Infusion rates for Clindamycin in 5% Dextrose Injection should not exceed 30 mg per minute. The usual infusion rates are as follows:

Dose Strength Time

600 mg/50 mL

12 mg/mL

20 min

900 mg/50 mL

18 mg/mL

30 min

Administration of more than 1,200 mg in a single 1-hour infusion is not recommended.
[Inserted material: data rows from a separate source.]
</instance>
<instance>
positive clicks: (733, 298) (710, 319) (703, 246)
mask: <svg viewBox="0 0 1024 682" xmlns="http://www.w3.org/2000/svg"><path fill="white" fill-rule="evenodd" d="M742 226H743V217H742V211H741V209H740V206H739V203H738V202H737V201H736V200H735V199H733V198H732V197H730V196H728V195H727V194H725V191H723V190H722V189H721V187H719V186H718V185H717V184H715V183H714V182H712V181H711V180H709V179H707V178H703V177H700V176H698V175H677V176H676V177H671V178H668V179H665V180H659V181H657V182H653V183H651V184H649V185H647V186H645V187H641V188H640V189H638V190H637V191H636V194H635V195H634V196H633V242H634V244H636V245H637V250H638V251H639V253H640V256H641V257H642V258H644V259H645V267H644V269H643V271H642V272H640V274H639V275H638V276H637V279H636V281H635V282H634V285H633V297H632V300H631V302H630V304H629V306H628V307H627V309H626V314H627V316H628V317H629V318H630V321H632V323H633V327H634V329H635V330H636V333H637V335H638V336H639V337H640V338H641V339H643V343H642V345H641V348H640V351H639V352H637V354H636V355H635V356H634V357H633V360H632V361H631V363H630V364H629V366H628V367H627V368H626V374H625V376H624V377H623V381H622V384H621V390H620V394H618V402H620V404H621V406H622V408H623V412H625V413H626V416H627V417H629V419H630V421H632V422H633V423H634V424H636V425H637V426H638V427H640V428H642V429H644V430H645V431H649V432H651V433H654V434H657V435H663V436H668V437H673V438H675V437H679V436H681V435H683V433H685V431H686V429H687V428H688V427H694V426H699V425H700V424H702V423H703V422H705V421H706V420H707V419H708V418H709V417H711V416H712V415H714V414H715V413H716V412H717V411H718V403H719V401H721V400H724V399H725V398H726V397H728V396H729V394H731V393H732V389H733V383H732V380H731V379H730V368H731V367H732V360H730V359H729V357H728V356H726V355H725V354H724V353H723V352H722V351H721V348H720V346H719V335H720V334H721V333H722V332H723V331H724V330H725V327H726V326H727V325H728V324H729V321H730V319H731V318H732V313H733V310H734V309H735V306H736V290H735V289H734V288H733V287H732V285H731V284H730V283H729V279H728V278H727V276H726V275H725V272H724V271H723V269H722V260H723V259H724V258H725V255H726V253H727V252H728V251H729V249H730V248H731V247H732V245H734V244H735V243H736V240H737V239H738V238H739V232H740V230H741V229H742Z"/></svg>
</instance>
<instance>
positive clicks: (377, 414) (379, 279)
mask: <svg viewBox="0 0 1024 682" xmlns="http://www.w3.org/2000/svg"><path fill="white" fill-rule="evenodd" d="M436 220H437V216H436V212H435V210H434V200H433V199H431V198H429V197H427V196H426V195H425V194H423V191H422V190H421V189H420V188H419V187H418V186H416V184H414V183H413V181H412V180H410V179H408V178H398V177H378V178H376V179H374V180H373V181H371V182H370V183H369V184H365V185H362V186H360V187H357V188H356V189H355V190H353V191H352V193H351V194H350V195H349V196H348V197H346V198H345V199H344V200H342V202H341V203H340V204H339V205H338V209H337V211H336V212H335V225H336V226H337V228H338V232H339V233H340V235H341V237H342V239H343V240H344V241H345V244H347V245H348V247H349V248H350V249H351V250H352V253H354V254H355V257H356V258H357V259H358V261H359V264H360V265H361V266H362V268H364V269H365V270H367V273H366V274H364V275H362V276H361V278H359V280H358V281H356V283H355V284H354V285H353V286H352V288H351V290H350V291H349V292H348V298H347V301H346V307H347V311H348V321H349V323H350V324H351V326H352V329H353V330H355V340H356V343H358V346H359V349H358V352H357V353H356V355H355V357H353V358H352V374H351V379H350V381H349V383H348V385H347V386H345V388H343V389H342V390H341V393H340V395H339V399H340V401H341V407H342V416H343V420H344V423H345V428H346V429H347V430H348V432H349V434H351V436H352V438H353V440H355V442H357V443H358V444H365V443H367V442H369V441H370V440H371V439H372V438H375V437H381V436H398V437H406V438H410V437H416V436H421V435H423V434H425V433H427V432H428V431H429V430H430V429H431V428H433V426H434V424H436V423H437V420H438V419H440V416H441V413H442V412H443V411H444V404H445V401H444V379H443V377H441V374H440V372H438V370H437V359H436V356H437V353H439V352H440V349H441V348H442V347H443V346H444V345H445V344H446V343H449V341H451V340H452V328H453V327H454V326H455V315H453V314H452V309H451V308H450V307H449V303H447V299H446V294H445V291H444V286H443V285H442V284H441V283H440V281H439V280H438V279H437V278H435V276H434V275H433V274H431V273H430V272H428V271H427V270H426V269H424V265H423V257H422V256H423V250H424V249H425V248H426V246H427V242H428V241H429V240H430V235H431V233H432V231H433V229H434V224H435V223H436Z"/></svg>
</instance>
Parenteral drug products should be inspected visually for particulate matter and discoloration prior to administration, whenever solution and container permit.

Compatibility

No incompatibility has been demonstrated with the antibiotics cephalothin, kanamycin, gentamicin, penicillin or carbenicillin.

DIRECTIONS FOR USE

Clindamycin in 5% Dextrose Injection in Cryovac Plastic Container

Premixed Clindamycin in 5% Dextrose Injection is for intravenous administration using sterile equipment. Check for minute leaks prior to use by squeezing bag firmly. If leaks are found, discard solution as sterility may be impaired. Do not add supplementary medication. Parenteral drug products should be inspected visually for particulate matter and discoloration prior to administration whenever solution and container permit. Do not use unless solution is clear and seal is intact.

Caution

Do not use plastic containers in series connections. Such use could result in air embolism due to residual air being drawn from the primary container before administration of the fluid from the secondary container is complete.

Preparation for Administration

1.
Suspend container from eyelet support.
2.
Remove protector from outlet port at bottom of container.
3.
Attach administration set. Refer to complete directions accompanying set.